Tous les dimanches, le chef de la famille remplit de gros sacs avec des denrées pour chacun des étudiants et va à Chişinău. En plus, il leur donne une centaine de lei. Lenuţa et Dumitru comprennent à quel point leurs parents s’efforcent de les aider comme ils peuvent. Dumitru plaisante et dit que s’il veut aborder une fille, il l’invite dans le parc. « Je sais que c’est cher d’aller dans un café par exemple ».

Les deux autres enfants, Constantin et Nina, sont, respectivement, en huitième et en neuvième. Ce sont de bons élèves qui sourient quand on leur demande quels sont leurs projets d’avenir. « Après l’école, ils doivent aller au collège, avoir leur baccalauréat et apprendre une profession », recommande Lenuţa en répondant à leur place.

5 kilos de pâtes

Zinaida Cotorobai a 43 ans, elle est infirmière dans un hôpital pour enfants de Chisinau. « J’ai un salaire de mille lei. Si je fais des heures supplémentaires de garde de nuit, j’en gagne deux ou trois mille. Je ne peux pas dire que nous vivons mal, pourquoi s’en prendre à Dieu ? » dit Zinaida. Avec son salaire, la famille s’en sort assez bien. Le père, quant à lui, travaille comme chauffeur, mais son salaire dépend du nombre de commandes qu’il a. Pour le reste, il travaille à la maison et s’occupe du bétail.

Les Cotorobai et leurs cinq enfants n’ont reçu de l’aide de la mairie qu’une seule fois, cinq kilos de pâtes. « A part ça, le 1 juin, les plus petits ont été invités au Centre au village et ont reçu une aide de cent lei », dit la mère. « Pour recevoir quelque chose, il faut passer des journées dans les couloirs de la mairie et se plaindre ; moi, je ne veux pas faire ça », raconte madame Zinaida. « Même à l’époque où mes cinq enfants étaient scolarisés, je n’avais aucun avantage, je n’était même pas dispensée pour la location des manuels scolaires. Je payais tout ce qu’il fallait payer, car je ne voulais pas qu’ils souffrent d’être cinq. »

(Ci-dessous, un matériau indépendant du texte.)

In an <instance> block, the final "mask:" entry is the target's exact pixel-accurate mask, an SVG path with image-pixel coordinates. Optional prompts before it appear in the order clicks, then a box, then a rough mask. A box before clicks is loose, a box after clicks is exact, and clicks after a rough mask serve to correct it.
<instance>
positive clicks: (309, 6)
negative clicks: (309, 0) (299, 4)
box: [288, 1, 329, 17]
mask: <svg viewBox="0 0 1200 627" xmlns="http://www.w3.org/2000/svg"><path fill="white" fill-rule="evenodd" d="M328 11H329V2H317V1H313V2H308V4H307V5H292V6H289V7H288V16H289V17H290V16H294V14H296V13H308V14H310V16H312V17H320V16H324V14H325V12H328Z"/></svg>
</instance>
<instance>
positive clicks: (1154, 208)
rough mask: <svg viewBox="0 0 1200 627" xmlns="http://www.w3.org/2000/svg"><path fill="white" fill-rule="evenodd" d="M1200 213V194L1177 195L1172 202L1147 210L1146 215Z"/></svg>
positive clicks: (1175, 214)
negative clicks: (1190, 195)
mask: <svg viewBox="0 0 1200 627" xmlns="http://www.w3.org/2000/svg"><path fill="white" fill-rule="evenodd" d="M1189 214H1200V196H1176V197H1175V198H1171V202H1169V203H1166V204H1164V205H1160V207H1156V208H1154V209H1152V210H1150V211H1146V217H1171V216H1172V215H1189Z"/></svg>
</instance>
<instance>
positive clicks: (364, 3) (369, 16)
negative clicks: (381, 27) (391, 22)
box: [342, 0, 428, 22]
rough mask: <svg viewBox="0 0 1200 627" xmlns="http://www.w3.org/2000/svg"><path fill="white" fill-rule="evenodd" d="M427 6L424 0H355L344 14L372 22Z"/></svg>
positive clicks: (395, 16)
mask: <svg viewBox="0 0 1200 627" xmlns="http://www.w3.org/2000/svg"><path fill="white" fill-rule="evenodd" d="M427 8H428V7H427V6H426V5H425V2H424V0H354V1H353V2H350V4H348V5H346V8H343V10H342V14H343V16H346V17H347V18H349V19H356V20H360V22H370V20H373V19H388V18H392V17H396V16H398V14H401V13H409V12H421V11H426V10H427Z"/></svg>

Les Cotorobai ne sont jamais partis en vacances. Gheorghe Cotorobai se souvient qu’on lui avait proposé, une seule fois, un billet de traitement au sanatorium de Cahul, mais quand il s’était décidé à y aller, quelqu’un d’autre, “plus malade que lui” en a profité. « Au village il y a un étang et on peut s’y baigner, mais après, quand on revient chez soi, il faut utiliser un tuyau d’eau pour enlever la boue », dit le père. Et les enfants en rient. Pourtant le lavage au tuyau est un luxe. « Si l’on consomme moins de dix mètres cubes d’eau par mois, on paie quatre lei pour un mètre cube, mais si on consomme plus, on paie 16 lei. Nous sommes sept, il est donc évident que notre famille consomme au moins 15-16 mètres cubes d’eau », explique le chef de famille. Il ajoute qu’il serait raisonnable de tenir compte du nombre de personnes dans une famille quand on établit ce genre de normes.

Un autre problème concerne la connexion au réseau d’approvisionnement en gaz naturel. « Pour faire venir le gaz dans ma maison, il me faut environ 10 mètres de tuyau qui coûtent plus de 10 mille lei. Dites-moi où prendre cet argent ? Des gens du village ont vendu du bétail pour se connecter au réseau de gaz, mais nous ne pouvons pas faire ça, car nous devons nourrir nos enfants avec », affirme Gheorghe Cotorobai, tout en ajoutant : « En hiver, nous dépensons environ 4 mille lei pour acheter du bois de chauffage et quand nous avons plus d’argent, nous achetons aussi du charbon ».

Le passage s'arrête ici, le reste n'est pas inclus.